Jyoti CNC Automation Ltd Q1 FY26 – Rajkot’s Robo-Makers With Aerospace Dreams & PE Ratios From Mars
1. At a Glance
Say hello to Jyoti CNC Automation Ltd (NSE: JYOTICNC)—India’s CNC poster child that went from struggling balance sheets to aerospace stardom. At ₹901/share, the stock commands a market cap of ₹20,501 crore with a P/E of 61 (basically Tesla cosplay) and PBV of 12.2.
They delivered ₹1,866 crore sales in FY25, up 25% YoY, with PAT of ₹337 crore, net margin 18%, and an ROE of 21%. Aerospace now accounts for 43% of sales versus just 8% in FY22. Order book? A chunky ₹4,289 crore, almost 2.3x FY25 sales.
Debt isn’t zero (₹497 crore), but manageable at 0.3x D/E. The bigger shocker is the stock performance: -24% in one year despite fairy-tale fundamentals. Turns out, markets don’t always love CNC fairy tales.
2. Introduction
Rajkot is known for dhokla, cricket fans, and machine tools. Jyoti CNC picked the third and turned it into a ₹20,000 crore story. From humble beginnings to supplying 5-axis CNC machines to Airbus, HAL, Tata, Mahindra, Audi, Volvo, and everyone who likes their metal cut precisely, Jyoti CNC now owns 10-12% of India’s CNC market.

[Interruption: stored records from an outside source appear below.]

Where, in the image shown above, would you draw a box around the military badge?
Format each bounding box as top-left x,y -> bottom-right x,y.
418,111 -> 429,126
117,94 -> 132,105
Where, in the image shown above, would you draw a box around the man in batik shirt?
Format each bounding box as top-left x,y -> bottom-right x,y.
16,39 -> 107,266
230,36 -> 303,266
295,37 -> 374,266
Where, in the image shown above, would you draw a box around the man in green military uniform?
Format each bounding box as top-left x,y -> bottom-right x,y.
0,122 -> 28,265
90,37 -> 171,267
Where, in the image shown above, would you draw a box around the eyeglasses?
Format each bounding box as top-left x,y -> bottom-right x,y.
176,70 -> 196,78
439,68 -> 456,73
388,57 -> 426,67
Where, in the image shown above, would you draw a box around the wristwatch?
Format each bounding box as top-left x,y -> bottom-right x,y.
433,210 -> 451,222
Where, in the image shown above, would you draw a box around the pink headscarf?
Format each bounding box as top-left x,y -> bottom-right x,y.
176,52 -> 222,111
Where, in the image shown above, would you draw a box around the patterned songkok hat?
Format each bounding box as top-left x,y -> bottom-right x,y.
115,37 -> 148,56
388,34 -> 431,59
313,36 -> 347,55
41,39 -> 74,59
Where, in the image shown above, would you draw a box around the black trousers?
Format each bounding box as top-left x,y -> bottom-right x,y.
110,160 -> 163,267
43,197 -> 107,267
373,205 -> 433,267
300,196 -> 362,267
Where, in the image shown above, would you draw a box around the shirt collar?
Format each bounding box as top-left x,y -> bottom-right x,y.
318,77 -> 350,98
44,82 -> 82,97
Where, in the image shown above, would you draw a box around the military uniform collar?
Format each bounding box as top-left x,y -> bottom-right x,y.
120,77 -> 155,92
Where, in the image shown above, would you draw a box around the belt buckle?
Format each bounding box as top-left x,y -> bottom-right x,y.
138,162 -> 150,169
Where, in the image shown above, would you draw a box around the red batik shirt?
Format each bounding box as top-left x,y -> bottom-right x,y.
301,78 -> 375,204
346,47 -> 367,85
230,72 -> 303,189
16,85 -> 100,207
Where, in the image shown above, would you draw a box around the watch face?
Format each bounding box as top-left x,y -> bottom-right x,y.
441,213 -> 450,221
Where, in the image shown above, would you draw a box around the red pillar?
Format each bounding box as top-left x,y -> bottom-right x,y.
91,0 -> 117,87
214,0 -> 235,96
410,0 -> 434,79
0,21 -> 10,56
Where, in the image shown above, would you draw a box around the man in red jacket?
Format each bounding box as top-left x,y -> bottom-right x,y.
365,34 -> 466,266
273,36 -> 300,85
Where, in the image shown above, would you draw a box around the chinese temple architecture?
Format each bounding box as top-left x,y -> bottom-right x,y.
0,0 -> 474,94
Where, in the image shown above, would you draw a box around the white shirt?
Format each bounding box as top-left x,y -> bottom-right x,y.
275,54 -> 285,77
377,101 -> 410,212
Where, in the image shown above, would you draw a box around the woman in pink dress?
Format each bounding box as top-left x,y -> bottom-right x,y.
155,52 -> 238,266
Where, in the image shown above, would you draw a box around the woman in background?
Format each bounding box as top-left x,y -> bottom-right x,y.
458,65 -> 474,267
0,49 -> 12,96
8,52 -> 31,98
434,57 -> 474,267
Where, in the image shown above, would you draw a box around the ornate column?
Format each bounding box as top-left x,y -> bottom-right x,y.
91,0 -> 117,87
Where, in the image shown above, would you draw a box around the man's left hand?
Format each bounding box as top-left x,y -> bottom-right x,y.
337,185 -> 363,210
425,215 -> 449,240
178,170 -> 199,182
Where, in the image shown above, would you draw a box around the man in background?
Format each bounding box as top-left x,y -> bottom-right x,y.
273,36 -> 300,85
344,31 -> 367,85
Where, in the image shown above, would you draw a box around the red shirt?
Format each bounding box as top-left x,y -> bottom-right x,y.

In FY22, auto components made up 39% of sales. Fast-forward FY25: aerospace is king with 43% share, thanks to orders from Airbus and HAL. Auto is down to 28%, general engineering at 17%, and new verticals like EMS (electronics manufacturing) now at 6%. Basically, Jyoti CNC reinvented itself in three years—like a college topper suddenly becoming a stand-up comedian.
But valuations are wild. At EV/EBITDA of ~40x, this stock is priced like an AI company, not a machine tool maker. Which raises the classic question: Are investors buying a CNC maker, or just an aerospace-themed fantasy stock?
3. Business Model – WTF Do They Even Do?
Jyoti CNC makes machines that make other machines. That’s right: metal-cutting CNCs—the backbone of industries from cars to fighter jets.
After-sales, training, maintenance. Basically the “service pack” for machines.
Capacity: 6,000 machines/year in Rajkot + 121 in France. Expansion of 10,000 more machines planned at Metoda by FY26.
If you’ve ever used an iPhone, remember: the CNC machines that cut aerospace alloys, EV parts, and defense hardware—some of them come from Rajkot. Who knew?